Useful for external reporting.

In [None]:
summary_path = Path('analysis_summary.csv')
summary_df.to_csv(summary_path, index=False)
print(f'Saved summary to {summary_path.resolve()}')

## 11. Hooks for Activation Stats / Pruning Analysis (Extend Later)

If you saved activation stats (e.g., before/after pruning) in a JSON file per run, load and compare here.

In [None]:
# Example placeholder for activation stats integration
def load_activation_stats(run_dir: Path):
    cand = run_dir / 'activation_stats.json'
    if cand.exists():
        try:
            return json.loads(cand.read_text())
        except json.JSONDecodeError:
            return None
    return None

activation_records = []
for r in runs:
    stats = load_activation_stats(RUNS_DIR / r['name'])
    if stats:
        # Flatten layer stats example (depends on your actual format)
        for layer, st in stats.items():
            activation_records.append({
                'run': r['name'],
                'layer': layer,
                **st
            })

if activation_records:
    act_df = pd.DataFrame(activation_records)
    display(act_df.head())
else:
    print('No activation stats found (expected if pruning not run).')
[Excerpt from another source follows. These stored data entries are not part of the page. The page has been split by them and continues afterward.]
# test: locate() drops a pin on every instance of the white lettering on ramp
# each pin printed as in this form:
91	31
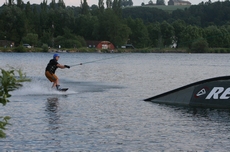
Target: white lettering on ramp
215	93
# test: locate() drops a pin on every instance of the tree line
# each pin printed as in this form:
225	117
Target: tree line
197	27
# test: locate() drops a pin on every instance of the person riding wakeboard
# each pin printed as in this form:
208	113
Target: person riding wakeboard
51	68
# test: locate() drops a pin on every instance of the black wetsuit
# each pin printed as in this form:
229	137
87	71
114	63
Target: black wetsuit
52	66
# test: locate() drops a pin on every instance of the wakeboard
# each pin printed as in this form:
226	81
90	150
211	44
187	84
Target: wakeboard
63	89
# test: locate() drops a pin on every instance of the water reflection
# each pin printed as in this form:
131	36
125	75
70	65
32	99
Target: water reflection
52	108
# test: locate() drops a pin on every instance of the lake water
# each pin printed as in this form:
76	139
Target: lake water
103	110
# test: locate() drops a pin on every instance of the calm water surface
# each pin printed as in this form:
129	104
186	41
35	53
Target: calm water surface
103	110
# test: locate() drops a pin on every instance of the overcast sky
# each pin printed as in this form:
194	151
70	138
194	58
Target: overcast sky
91	2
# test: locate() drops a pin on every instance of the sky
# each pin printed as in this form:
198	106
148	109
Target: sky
91	2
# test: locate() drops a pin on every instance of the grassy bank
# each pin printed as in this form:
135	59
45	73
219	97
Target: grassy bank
93	50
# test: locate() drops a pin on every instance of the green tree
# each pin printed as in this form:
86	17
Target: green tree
199	46
213	36
139	36
160	2
112	29
101	5
8	82
31	39
84	7
189	35
109	3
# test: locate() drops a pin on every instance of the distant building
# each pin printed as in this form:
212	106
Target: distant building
105	45
178	2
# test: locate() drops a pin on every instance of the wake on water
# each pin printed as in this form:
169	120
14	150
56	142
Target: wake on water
38	87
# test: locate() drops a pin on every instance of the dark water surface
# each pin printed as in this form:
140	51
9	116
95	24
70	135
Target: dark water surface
103	110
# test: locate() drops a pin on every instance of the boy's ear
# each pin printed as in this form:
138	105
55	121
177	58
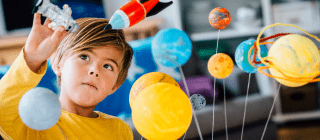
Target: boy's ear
56	69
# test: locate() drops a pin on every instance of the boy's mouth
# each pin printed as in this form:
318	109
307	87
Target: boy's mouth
90	85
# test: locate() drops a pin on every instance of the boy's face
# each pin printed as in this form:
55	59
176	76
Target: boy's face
89	76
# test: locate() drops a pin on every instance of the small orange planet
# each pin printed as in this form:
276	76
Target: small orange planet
220	65
147	80
219	18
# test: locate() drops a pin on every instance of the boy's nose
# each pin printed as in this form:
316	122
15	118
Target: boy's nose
92	73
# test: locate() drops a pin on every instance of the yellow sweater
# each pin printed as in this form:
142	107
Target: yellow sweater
18	80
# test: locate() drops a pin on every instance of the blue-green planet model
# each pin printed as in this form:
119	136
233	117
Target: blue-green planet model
171	47
241	56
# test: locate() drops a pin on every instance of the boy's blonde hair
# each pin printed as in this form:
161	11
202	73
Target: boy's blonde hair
91	34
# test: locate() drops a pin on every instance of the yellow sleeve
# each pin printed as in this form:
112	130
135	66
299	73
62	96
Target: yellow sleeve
17	81
130	133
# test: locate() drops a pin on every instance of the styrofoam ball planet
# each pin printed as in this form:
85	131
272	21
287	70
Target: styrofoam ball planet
297	55
219	18
147	80
197	101
40	108
171	47
162	111
220	65
241	56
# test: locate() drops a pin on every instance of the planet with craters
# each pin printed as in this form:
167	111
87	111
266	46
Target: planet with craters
219	18
197	101
241	56
220	65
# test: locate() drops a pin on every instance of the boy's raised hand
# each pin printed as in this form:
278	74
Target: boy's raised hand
42	42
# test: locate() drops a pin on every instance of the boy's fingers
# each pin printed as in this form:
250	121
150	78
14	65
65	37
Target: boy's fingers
37	19
55	38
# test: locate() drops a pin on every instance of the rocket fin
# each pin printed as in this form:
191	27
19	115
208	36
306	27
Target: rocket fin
143	1
158	8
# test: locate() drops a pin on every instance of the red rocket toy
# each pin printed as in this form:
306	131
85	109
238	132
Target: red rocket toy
135	11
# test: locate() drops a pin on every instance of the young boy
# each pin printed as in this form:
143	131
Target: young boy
90	64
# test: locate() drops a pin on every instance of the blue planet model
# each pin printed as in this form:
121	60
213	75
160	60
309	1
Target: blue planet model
171	47
39	108
241	56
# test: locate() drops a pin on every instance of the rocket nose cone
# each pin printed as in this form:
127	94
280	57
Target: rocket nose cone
109	26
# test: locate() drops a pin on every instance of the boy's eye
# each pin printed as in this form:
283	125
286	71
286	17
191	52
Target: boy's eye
108	66
84	57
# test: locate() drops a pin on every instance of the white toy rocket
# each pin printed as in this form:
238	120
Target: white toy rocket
56	15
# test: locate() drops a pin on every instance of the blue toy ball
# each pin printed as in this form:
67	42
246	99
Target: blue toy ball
241	56
39	108
171	47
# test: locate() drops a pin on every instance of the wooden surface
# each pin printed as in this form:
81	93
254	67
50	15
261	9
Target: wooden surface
10	46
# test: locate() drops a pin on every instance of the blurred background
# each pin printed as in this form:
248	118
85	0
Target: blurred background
296	111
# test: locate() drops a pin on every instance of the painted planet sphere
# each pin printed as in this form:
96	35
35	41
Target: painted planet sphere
39	108
197	101
147	80
171	47
241	56
162	111
297	55
220	65
219	18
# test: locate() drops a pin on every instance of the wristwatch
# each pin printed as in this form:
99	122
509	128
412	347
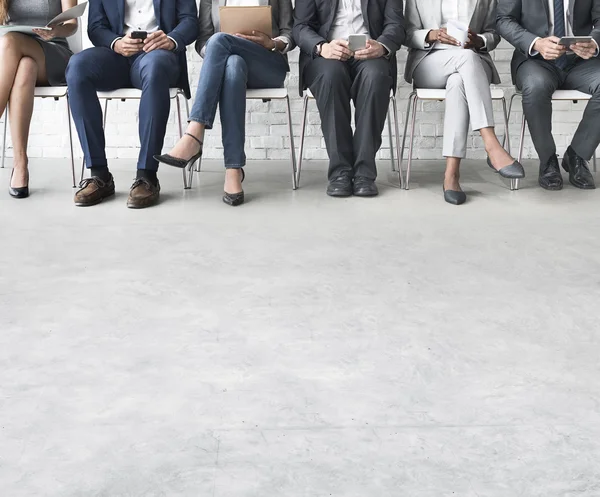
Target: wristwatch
318	48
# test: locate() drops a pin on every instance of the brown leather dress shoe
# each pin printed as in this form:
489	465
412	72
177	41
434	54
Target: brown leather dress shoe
93	190
143	194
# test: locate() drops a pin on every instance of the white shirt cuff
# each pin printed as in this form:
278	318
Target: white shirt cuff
532	52
176	46
286	41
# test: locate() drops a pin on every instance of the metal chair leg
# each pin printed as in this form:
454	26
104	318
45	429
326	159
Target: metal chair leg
292	146
521	145
506	140
397	137
408	109
302	135
71	142
4	140
389	120
412	140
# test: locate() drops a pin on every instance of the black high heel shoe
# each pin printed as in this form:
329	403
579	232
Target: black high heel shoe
21	192
180	163
235	199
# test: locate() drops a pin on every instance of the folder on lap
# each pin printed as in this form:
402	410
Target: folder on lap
244	20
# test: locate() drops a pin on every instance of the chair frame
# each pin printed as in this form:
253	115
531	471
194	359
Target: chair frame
519	94
265	95
115	95
411	115
394	157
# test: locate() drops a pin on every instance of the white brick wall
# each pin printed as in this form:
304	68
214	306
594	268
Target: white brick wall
267	134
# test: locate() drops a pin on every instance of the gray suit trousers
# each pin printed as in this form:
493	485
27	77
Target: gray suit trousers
466	79
538	79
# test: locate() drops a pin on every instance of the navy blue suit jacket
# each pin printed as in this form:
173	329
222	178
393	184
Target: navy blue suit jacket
177	18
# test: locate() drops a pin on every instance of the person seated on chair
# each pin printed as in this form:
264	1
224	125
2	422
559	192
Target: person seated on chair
437	60
540	66
336	75
120	59
27	61
232	63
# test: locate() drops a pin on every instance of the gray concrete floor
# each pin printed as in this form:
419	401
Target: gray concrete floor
300	345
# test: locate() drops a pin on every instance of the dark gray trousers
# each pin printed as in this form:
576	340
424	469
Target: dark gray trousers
334	84
538	79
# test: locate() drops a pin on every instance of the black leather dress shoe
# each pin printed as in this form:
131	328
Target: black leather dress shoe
579	172
340	186
364	187
550	177
455	197
20	192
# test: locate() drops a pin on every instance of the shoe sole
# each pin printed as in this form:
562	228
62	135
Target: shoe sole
550	188
99	201
145	205
588	187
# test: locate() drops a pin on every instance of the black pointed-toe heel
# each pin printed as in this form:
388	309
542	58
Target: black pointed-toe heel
169	160
235	199
21	192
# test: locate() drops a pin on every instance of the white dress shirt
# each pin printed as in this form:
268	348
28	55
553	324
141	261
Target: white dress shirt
457	10
140	16
568	27
348	21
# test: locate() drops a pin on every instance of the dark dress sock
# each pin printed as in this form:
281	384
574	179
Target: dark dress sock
149	175
100	172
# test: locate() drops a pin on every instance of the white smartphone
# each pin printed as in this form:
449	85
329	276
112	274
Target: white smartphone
567	41
357	42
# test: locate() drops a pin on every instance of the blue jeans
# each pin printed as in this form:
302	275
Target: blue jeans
232	64
101	69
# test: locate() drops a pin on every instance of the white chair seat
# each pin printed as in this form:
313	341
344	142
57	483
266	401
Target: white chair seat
428	94
50	91
131	93
267	94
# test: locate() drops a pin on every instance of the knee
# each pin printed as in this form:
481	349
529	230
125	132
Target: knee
10	43
536	87
236	67
455	82
26	73
155	69
378	79
77	70
218	39
334	74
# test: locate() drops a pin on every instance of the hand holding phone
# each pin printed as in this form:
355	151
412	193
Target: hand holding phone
128	46
357	42
139	35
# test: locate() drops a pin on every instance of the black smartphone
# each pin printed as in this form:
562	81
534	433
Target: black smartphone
139	35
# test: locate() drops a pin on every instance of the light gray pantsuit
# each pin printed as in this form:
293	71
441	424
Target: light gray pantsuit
466	79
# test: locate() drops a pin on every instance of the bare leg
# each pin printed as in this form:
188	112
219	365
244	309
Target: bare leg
13	47
498	155
22	65
21	110
452	176
187	147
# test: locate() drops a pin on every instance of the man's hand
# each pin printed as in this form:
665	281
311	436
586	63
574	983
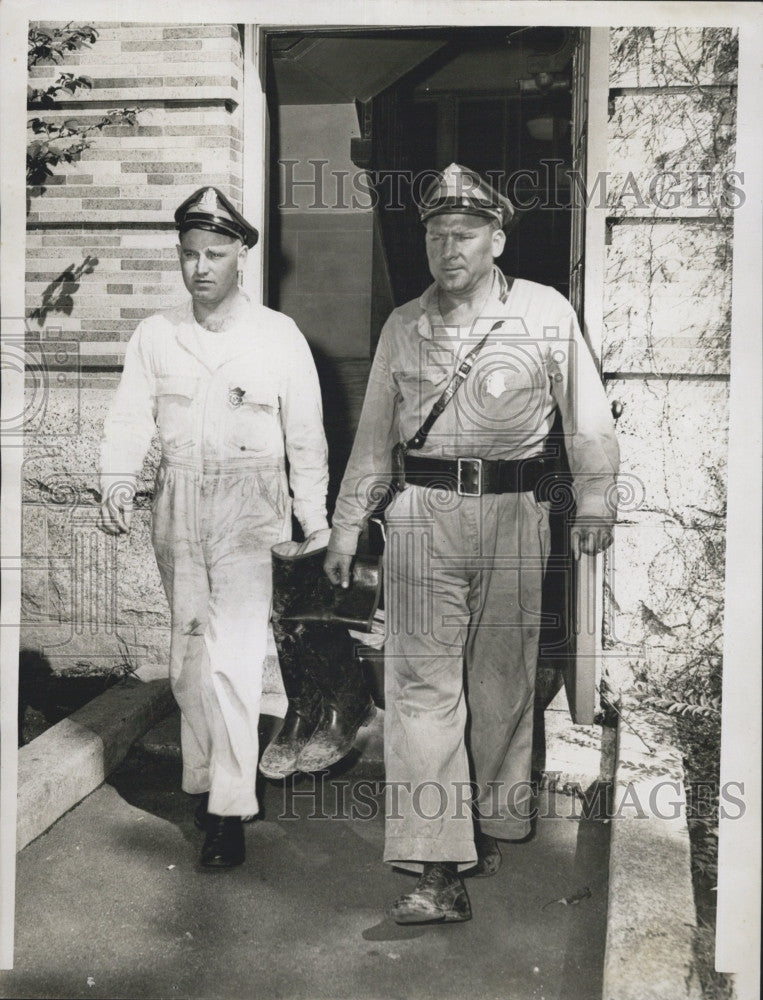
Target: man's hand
337	568
116	511
591	537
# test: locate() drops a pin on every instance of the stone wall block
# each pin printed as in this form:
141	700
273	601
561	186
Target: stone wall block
669	154
62	449
673	444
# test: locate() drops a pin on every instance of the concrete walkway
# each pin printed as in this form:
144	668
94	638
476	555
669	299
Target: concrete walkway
111	903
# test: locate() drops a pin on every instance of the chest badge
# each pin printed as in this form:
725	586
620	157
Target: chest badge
235	396
495	384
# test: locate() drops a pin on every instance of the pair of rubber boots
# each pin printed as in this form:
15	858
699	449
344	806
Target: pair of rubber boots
329	698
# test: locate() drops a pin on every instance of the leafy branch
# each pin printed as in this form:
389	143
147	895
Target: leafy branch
51	142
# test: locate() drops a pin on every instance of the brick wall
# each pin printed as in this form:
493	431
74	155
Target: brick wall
101	256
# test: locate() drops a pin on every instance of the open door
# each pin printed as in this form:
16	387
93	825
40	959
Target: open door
590	85
396	103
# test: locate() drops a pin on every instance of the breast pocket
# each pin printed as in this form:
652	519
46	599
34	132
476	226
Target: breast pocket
419	389
253	424
176	399
508	389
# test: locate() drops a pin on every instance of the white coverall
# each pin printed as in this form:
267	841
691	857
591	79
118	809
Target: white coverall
463	575
225	404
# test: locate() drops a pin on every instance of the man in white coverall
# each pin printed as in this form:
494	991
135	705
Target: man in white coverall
468	536
232	388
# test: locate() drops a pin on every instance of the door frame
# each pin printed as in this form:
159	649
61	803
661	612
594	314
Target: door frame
582	675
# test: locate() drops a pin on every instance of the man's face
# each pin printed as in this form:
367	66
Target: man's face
461	250
210	263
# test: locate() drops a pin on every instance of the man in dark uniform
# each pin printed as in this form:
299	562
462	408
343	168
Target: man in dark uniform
467	537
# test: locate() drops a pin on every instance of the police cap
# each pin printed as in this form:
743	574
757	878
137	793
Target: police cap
458	189
208	208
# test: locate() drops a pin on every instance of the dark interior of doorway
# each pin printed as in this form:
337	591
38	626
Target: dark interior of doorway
497	100
466	105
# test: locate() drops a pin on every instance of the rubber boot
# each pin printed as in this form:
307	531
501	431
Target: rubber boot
279	759
347	702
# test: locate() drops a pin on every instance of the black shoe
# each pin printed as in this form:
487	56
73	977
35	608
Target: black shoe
488	856
280	757
439	897
224	843
333	738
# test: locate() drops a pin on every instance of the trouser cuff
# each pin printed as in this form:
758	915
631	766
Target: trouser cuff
411	854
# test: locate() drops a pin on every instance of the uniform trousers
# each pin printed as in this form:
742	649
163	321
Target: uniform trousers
212	529
463	582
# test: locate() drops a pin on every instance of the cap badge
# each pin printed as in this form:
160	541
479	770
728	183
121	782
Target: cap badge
208	202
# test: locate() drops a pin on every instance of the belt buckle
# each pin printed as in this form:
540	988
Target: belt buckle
473	465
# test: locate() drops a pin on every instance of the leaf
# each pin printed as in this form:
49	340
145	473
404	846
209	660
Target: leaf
572	900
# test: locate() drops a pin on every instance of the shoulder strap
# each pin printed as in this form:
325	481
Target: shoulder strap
418	439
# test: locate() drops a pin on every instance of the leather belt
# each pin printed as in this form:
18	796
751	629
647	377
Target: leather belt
472	477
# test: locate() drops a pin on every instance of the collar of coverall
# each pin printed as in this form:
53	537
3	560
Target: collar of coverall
430	313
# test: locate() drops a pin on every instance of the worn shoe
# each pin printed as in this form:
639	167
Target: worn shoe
333	738
280	757
200	813
224	843
439	897
488	856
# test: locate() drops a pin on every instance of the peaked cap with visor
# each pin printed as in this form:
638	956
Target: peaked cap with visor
208	208
458	189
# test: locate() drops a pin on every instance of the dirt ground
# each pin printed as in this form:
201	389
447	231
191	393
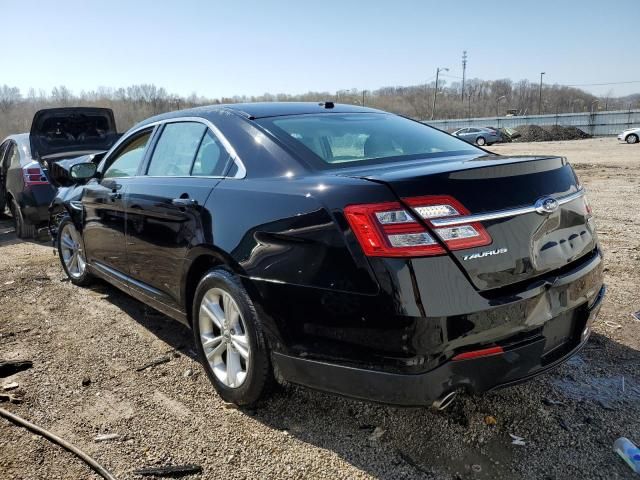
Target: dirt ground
170	415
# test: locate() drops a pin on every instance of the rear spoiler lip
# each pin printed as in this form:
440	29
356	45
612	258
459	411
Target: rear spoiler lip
512	212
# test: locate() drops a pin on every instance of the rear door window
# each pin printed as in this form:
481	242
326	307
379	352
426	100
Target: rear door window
176	149
128	159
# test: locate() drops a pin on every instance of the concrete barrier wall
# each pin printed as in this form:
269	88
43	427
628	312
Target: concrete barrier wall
596	124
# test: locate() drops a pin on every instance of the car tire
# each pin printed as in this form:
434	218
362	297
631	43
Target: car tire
71	253
230	339
23	228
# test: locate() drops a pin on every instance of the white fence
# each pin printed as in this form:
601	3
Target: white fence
597	123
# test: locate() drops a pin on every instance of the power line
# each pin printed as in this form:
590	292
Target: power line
597	84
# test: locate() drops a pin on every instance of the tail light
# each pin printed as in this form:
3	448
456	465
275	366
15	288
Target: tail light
33	174
390	230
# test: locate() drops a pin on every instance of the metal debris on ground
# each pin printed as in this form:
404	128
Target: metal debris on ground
12	417
628	452
563	424
490	420
153	363
103	437
172	470
611	324
10	397
549	402
377	434
9	367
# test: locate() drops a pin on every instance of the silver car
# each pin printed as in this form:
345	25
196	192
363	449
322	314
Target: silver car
478	135
630	135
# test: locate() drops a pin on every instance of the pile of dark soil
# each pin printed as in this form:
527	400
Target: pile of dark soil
548	133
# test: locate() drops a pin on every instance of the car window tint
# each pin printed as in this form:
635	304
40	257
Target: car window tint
340	139
176	149
211	158
128	160
13	156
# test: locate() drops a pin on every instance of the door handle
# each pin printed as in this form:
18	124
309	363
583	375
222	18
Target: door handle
184	202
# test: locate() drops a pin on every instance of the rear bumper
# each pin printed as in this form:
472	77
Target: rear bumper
518	363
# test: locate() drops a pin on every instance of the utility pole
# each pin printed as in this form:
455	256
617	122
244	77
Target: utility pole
498	104
464	71
435	92
540	95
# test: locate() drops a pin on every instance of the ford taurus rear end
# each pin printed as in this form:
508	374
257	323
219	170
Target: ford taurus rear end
487	269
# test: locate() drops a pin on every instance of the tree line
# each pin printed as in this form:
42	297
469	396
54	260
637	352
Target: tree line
481	98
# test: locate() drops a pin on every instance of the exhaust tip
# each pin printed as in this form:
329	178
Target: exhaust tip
444	401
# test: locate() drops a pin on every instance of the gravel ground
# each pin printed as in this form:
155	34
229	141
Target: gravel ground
169	414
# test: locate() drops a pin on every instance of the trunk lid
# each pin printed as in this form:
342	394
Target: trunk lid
58	133
505	191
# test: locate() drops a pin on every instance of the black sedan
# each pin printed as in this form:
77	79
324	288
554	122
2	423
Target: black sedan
338	247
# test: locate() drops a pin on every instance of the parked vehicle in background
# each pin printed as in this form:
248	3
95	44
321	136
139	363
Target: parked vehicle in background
26	159
341	248
630	135
479	135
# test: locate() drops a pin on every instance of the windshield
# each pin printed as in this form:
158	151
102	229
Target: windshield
361	138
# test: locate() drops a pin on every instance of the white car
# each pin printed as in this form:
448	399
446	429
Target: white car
630	135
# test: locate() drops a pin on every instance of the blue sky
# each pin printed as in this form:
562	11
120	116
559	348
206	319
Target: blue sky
224	48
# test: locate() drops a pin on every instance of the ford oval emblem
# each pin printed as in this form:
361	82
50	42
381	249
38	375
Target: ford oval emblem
546	205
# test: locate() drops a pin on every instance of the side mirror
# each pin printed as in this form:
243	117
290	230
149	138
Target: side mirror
83	171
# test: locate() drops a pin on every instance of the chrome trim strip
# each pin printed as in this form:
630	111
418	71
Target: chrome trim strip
483	217
260	279
127	279
242	171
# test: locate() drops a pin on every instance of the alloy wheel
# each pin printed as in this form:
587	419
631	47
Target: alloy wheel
71	249
223	337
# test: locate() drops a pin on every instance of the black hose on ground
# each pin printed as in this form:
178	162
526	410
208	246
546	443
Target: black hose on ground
55	439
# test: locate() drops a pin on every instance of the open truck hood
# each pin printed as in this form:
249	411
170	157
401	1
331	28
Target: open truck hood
64	132
503	192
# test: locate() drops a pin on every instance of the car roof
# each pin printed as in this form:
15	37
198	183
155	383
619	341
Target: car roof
257	110
19	138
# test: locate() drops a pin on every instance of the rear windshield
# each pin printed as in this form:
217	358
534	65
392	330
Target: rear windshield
341	140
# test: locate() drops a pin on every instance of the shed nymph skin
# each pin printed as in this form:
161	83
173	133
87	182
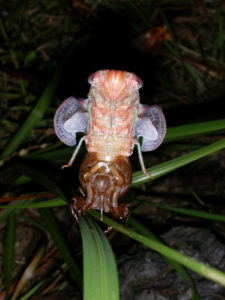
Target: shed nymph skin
112	120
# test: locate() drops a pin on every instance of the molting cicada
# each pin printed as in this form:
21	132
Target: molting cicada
112	120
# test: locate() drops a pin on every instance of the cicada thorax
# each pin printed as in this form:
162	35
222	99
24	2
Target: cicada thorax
113	109
103	183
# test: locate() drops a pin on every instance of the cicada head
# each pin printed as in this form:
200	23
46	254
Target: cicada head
103	183
115	84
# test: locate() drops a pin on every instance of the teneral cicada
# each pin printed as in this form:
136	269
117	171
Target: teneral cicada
112	120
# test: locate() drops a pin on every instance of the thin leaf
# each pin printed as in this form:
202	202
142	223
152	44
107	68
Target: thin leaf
180	269
9	251
172	165
40	178
100	271
191	130
200	268
58	237
28	273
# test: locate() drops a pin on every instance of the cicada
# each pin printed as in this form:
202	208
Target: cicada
112	120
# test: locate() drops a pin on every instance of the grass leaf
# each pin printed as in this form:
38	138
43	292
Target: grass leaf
100	271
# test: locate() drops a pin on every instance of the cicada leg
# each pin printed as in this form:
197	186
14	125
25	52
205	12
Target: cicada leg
74	153
141	160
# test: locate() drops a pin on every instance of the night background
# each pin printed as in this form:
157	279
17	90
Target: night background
48	49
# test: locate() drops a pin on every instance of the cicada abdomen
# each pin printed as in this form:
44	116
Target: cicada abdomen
112	120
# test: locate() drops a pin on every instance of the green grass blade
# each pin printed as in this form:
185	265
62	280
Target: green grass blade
200	268
218	47
100	271
172	165
29	272
179	268
191	212
191	130
40	178
58	237
39	109
23	204
9	250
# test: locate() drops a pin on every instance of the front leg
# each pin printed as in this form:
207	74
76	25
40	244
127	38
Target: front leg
74	153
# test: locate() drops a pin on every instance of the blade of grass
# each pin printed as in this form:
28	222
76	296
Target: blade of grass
40	178
180	269
100	272
218	47
28	273
39	109
23	204
191	130
57	235
172	165
28	295
200	268
9	251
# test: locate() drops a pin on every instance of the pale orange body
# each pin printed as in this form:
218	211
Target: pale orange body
114	102
112	120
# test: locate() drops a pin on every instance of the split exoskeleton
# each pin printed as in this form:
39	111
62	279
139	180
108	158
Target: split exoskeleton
112	120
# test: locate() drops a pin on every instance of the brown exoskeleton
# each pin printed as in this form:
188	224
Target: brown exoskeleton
112	120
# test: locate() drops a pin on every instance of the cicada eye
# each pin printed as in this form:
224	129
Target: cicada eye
139	82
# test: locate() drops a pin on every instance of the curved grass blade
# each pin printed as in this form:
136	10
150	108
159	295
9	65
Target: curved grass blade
172	165
191	130
28	273
39	109
100	271
40	178
58	237
9	251
197	267
179	268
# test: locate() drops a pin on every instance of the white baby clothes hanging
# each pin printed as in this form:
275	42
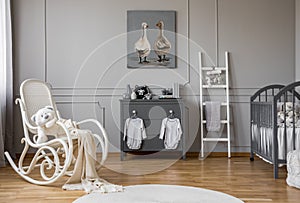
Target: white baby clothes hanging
171	132
134	130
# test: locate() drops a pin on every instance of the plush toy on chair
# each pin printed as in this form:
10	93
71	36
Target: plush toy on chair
43	118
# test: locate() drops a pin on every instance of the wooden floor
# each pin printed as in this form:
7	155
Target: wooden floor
249	181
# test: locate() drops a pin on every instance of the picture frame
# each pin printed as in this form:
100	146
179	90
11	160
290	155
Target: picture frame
151	39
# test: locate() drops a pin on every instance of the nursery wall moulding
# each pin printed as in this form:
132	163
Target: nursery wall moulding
151	39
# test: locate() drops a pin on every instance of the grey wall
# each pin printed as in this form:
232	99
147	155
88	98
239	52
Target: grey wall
297	39
80	48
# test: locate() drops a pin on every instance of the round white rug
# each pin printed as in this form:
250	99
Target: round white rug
160	194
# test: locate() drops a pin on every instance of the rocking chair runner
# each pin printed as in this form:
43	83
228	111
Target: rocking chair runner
55	156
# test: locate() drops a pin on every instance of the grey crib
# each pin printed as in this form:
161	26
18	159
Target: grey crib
269	140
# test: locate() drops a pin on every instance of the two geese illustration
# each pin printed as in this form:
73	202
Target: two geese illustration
162	45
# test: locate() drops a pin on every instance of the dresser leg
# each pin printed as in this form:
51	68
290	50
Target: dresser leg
122	155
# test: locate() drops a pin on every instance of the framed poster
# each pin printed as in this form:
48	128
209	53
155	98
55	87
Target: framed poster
151	39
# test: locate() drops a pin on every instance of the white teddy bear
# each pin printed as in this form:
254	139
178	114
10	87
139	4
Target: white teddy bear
43	118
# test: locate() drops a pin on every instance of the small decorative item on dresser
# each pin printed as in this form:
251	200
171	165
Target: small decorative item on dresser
133	95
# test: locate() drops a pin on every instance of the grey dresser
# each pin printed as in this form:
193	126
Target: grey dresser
152	112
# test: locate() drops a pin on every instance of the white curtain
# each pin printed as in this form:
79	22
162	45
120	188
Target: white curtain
6	82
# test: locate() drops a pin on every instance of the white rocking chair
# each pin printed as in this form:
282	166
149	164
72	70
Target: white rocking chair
54	157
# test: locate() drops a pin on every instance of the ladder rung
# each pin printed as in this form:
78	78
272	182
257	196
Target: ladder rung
222	121
213	68
222	103
214	86
215	139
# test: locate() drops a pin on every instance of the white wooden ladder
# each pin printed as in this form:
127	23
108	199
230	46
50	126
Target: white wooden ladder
224	104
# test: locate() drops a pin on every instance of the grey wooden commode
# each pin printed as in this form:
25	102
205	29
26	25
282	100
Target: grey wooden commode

## 12. Findings Template (Fill Manually)

| Aspect | Observation | Notes |
|--------|------------|-------|
| Min nonlinear % (MNIST) |  |  |
| Min nonlinear % (CIFAR-10 head) |  |  |
| Gating convergence pattern |  |  |
| Latency gain at 50% linear |  |  |
| Generalization gap trend |  |  |
| Layer sensitivity (if layerwise) |  |  |
| Pruning vs fixed baseline |  |  |

Use this section to consolidate structured insights for report writing.

## 13. Next Extensions
- Add violin plots for per-layer alpha distributions
- Integrate energy metrics (if recorded)
- Add adversarial robustness evaluation overlay
- Compare early vs late layers (requires saving layer indices mapping)
- Multi-dataset aggregation (tabular vs vision vs NLP)

Feel free to adapt and push improvements.